RES Targets by compliance year


For each obligated entity and in each compliance year, and for the purposes of meeting the RES, the amount of retail electricity sales derived from eligible renewable resources initially placed into commercial operation before December 31, 1997, may not exceed 2% of total retail electricity sales. Compliance with the RES may also be achieved through the purchase of New England Power Pool Generation Information System (NEPOOL-GIS) certificates or by making an alternative compliance payment of $64.02 per megawatt-hour (2012) to the state's Renewable Energy Development Fund. Voluntary green-power purchases may not be counted toward RES compliance. Annual compliance reports are available on the PUC web site shown above.

Long-term contracts:

A separate and distinct standard established in June 2009 ("Long-Term Contracting Standard for Renewable Energy") requires electric distribution companies to solicit proposals and enter into long-term contracts for capacity, energy and attributes from new renewable energy facilities. Electric distribution companies will be required to enter into long-term contracts for 90 MW in capacity by 2014, of which 3 MW must come from in-state solar facilities. Distribution companies will be required to meet the following annual benchmarks, provided acceptable, commercially reasonable proposals have been received:

  • 22.5 MW contracted by 12/30/2010 (25% of the total required amount)
  • 45 MW contracted by 12/30/2011 (50% of the total required amount)
  • 67.5 MW contracted by 12/30/2012 (75% of the total required amount), and
  • 90 MW contracted by 12/30/2013 (100% of the requirement).

Beginning of 2014, the electric distribution companies (EDCs) shall conduct solicitations until 100% of the minimum long term contract capacity is met, however if the contract price is above the forecasted market price of the renewable energy certificates and energy over the term of the contract then the EDCs may choose to acquire environmental attributes and energy instead of capacity contract.

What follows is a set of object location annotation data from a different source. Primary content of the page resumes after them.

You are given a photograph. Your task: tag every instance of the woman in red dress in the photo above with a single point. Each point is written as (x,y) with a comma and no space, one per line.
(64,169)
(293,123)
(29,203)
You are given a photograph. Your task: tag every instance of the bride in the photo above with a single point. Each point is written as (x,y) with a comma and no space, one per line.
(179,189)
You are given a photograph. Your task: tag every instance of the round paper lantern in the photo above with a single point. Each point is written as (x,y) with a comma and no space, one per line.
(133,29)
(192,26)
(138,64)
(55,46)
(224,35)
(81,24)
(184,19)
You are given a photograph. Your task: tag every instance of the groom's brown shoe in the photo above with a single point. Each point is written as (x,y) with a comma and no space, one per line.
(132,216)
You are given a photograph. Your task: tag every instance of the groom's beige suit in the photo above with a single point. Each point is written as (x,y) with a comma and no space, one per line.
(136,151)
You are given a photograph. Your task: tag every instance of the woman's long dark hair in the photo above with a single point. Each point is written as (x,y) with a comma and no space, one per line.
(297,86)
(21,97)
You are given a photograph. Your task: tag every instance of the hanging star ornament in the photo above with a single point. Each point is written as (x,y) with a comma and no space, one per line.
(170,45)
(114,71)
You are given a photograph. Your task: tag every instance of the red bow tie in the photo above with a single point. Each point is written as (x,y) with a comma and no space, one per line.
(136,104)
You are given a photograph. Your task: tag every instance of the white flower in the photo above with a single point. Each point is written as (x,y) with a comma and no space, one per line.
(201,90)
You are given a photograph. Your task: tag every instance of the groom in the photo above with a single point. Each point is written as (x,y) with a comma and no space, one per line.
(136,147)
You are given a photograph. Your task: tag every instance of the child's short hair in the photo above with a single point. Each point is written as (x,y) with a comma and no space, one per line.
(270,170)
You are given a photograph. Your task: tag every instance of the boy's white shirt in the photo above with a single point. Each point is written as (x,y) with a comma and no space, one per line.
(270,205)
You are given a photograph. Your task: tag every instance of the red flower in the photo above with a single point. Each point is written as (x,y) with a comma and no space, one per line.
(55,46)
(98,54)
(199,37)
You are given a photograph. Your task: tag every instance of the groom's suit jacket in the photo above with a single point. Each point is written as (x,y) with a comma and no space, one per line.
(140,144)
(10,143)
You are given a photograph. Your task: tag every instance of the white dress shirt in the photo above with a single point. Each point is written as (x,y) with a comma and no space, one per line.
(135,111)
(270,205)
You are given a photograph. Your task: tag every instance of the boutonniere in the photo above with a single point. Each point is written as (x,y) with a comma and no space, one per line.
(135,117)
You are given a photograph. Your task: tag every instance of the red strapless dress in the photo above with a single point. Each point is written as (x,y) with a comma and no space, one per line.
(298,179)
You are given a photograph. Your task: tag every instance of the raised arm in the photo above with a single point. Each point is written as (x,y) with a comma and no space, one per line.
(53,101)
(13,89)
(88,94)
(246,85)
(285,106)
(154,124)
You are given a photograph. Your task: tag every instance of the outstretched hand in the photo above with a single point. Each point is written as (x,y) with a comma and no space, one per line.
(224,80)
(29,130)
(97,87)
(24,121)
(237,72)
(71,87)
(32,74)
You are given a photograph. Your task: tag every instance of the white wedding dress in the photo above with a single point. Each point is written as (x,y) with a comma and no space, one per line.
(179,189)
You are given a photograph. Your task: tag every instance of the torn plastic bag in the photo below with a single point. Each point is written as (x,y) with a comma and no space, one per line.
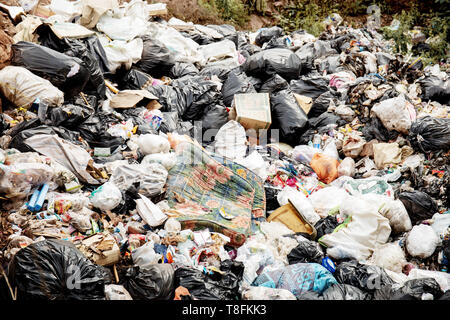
(297,278)
(344,292)
(420,206)
(69,116)
(157,60)
(55,270)
(154,282)
(214,117)
(368,278)
(93,131)
(429,134)
(22,88)
(150,178)
(276,83)
(375,129)
(310,87)
(422,241)
(288,116)
(136,80)
(306,251)
(321,104)
(325,225)
(264,293)
(410,290)
(73,157)
(395,114)
(216,286)
(266,34)
(236,83)
(435,89)
(183,69)
(68,74)
(269,62)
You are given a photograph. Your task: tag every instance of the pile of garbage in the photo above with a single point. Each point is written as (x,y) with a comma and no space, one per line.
(148,159)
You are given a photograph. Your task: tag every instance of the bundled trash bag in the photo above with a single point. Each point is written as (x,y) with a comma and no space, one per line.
(68,74)
(273,84)
(435,89)
(236,83)
(429,134)
(157,60)
(93,130)
(266,34)
(414,289)
(419,205)
(55,270)
(310,87)
(214,286)
(182,69)
(306,251)
(154,282)
(269,62)
(288,116)
(136,80)
(297,278)
(365,277)
(325,225)
(344,292)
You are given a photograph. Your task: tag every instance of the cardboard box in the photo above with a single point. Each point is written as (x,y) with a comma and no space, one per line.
(252,110)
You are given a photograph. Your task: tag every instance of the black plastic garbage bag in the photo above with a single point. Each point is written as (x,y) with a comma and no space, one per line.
(344,292)
(365,277)
(214,117)
(429,134)
(182,69)
(276,83)
(69,74)
(157,60)
(212,287)
(310,87)
(220,72)
(55,270)
(265,34)
(287,116)
(93,130)
(411,290)
(325,226)
(306,251)
(419,205)
(435,89)
(96,81)
(136,80)
(154,282)
(236,83)
(269,62)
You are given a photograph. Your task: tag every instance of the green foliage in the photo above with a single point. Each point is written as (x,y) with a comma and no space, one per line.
(233,11)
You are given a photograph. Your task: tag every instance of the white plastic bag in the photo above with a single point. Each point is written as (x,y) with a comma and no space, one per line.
(150,212)
(422,241)
(389,256)
(300,202)
(152,143)
(116,292)
(106,197)
(22,88)
(347,167)
(394,114)
(325,199)
(231,141)
(264,293)
(362,232)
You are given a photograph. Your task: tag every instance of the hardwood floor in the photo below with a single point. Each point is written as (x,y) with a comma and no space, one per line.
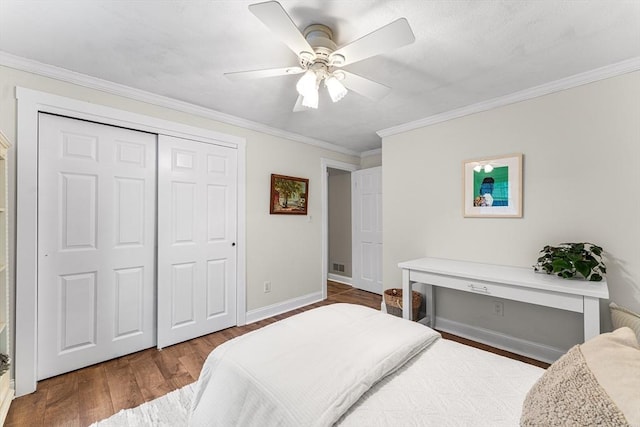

Each long-term contract must be reviewed and approved by the PUC. All energy and capacity purchased must be sold immediately by the distribution company into the wholesale spot market. Or, with PUC approval, the distribution company may re-sell the energy and capacity to customers. The NEPOOL-GIS certificates purchased under the long-term contract must be sold through a competitive bid process, or with PUC approval, may be used to meet the distribution company's RES obligations.

* RES increases in 2011 and subsequent years are subject to the PUC's findings.